One way to judge General Motors Corp.'s everyday commitment to good governance standards is by a handbook distributed to all salaried employees called Winning with Integrity. A 21-page set of ethical guidelines ranging from how to report wrongdoing to conflict of interest rules and insider trading issues, Winning with Integrity lays out a clear message that all employees share the responsibility for maintaining the company's legacy. Each year, employees must affirm they have read its provisions and will comply with them. "In the end, it comes down to personal responsibility–mine, yours, all of ours," reads an introduction by Chairman and CEO G. Richard Wagoner Jr. The document has been required reading at GM since 1996, long before Enron Corp.'s collapse or Sarbanes-Oxley's rise. "The most fundamental thing to have in place is tone at the top," says Paul Schmidt, GM's controller, who heads the automaker's compliance efforts. "It is very important that the organization understand that the top management follows this."

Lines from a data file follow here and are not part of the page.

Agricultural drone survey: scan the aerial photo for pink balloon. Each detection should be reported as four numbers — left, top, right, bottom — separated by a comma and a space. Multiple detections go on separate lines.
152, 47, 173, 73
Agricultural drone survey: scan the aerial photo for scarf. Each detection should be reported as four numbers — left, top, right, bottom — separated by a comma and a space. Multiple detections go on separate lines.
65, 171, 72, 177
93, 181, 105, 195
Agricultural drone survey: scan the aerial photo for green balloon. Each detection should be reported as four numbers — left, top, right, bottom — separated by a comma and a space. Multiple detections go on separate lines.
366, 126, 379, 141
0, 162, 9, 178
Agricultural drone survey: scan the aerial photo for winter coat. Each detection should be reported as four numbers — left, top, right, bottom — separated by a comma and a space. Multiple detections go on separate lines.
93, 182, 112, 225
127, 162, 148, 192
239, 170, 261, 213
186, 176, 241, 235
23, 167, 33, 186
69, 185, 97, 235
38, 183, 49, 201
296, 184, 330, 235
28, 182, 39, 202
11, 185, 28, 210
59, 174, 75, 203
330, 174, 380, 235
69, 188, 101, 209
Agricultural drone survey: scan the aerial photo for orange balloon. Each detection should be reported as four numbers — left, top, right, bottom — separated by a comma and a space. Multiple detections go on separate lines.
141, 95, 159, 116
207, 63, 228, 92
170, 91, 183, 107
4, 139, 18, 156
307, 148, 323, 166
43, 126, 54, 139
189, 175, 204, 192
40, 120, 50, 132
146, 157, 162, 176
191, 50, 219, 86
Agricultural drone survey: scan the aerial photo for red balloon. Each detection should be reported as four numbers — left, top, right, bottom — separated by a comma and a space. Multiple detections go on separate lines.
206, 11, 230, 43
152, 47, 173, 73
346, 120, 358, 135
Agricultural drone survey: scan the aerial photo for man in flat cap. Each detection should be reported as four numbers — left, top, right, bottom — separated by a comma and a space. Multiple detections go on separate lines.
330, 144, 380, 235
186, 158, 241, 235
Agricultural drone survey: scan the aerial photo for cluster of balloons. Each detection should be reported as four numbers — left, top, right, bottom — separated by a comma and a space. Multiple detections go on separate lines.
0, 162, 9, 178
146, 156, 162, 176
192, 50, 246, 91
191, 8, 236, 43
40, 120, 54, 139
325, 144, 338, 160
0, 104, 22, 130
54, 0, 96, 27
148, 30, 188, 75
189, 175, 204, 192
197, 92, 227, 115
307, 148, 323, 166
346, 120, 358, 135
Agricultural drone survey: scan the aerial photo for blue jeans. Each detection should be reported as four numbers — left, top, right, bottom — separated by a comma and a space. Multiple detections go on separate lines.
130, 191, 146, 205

There are many companies that adhere to a long list of best practices in corporate governance, but few have been at it as long as GM. In 1994, the automaker adopted a clear and influential set of board governance guidelines, and it has been modifying and developing its approach ever since. For the consistency of its message and longstanding commitment, Treasury & Risk Management is recognizing GM with its first annual award for excellence in corporate governance. "GM has one of the longest track records," says Gavin Anderson, CEO of corporate governance ratings service GovernanceMetrics International, which recently rated GM a '10′ for global governance standards–its highest rating and one given to just 26 companies worldwide. "Their adoption of corporate governance rules essentially became a model for governance by large companies."

General Motors put in place its board nominating committee in 1972, and its executive compensation committee dates back to the 1930s. But it was the changes in 1994 that set the stage for GM's modern era of governance excellence. Those changes followed one of the automaker's darkest periods, when years of declining sales and earnings led the board to oust then Chairman and CEO Robert Stempel and replace other executives.